誰もが一度は「ゆらぎ」という言葉を耳にしたことがあるのではないでしょうか。水の立てる音にもゆらぎがあります。とりわけ小川のせせらぎや波の音には、「1/fゆらぎ」と呼ばれる特徴的なリズムが含まれているといわれます。規則と不規則のあいだにあるその揺れは、人に心地よさや安心感をもたらします。
「ゆらぎ」と聞くと、「ふらつき」や「ぶれ」といった不安定な印象を抱くかもしれません。しかし医療の視点から見ると、ゆらぎは生命の証です。心拍や呼吸、体温は常にわずかに変動しており、完全に一定であることの方がむしろ異常です。身体は外気温やストレス、生活環境の変化に応じて揺れ動きながら、巧みにバランスを保っています。それは車のハンドルに「あそび」があることで衝撃を吸収できる仕組みにも似ています。適度な「ゆらぎ」があるからこそ、身体は健全性を維持できるのです。

医学の分野でも、生体の「ゆらぎ」は重要な研究テーマです。たとえば妊娠高血圧症候群では胎児心拍の変動が減少する傾向があり、回復とともに変動性が戻ることが報告されています。また糖尿病などでは心拍変動が低下することも知られています。「ゆらぎ」は単なる偶然の揺れではなく、生体の恒常性や回復力と深く関わる指標なのです。自然治癒力、免疫力等々、まさに東洋医学の本質にかかわっています。

不調とは、「ゆらぎ」の幅や質が損なわれた状態ともいえるでしょう。鍼灸手技療法は、身体の声に静かに耳を傾け、微細な変化を感じ取りながら、その人に合った手技で整えていく医療です。

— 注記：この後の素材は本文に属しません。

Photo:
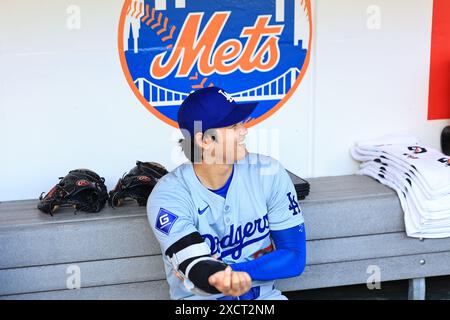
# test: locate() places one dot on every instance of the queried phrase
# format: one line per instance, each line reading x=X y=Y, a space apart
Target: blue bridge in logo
x=276 y=89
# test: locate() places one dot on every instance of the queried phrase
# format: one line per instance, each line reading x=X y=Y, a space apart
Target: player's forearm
x=288 y=260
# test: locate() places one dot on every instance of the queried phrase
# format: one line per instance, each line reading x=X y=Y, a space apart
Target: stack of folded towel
x=420 y=175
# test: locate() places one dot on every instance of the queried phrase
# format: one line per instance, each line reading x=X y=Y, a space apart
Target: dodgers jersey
x=261 y=197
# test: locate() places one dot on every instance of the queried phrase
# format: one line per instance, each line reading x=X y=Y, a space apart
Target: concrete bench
x=354 y=226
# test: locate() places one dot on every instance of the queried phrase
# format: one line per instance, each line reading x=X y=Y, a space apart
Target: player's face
x=230 y=146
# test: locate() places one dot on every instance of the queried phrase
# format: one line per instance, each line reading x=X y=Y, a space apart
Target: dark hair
x=191 y=150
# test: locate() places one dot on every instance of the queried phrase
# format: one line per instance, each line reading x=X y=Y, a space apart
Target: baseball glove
x=82 y=189
x=137 y=184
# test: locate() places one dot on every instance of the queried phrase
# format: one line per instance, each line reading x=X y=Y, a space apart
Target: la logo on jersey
x=257 y=51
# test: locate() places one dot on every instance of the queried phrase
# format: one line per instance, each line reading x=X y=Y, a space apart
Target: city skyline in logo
x=171 y=48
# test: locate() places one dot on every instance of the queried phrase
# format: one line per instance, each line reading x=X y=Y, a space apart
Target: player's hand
x=231 y=283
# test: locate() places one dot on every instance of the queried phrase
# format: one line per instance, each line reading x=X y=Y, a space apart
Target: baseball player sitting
x=228 y=222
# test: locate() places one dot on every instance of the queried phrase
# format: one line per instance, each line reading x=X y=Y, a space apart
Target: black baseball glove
x=137 y=184
x=82 y=189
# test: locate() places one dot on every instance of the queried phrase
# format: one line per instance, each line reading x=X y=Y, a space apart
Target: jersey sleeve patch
x=165 y=221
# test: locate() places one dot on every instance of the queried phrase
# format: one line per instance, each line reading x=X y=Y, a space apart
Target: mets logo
x=257 y=51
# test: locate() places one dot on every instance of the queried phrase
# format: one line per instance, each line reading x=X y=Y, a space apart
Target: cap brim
x=240 y=113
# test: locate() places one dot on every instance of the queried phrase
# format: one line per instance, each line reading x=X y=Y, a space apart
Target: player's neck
x=213 y=176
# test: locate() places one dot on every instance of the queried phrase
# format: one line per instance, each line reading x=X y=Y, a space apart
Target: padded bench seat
x=352 y=222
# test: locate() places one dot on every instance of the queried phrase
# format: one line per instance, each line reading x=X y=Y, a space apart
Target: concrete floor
x=437 y=288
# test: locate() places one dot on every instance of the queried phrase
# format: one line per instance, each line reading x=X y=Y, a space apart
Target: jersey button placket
x=226 y=210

「ゆらぎ」のメッセージを受け止め、調え、活かす。その姿勢こそが、私たちの目指す医療の在り方です。
「こころを静かにゆるがせて、そのゆるぎのせつなも、ゆるぎやまぬように、能々吟味すべし」(宮本武蔵『五輪の書』)。揺れの中にこそ本質を見いだす――その視点を胸に、私たちは今日も健康と向き合っていきたいと考えています。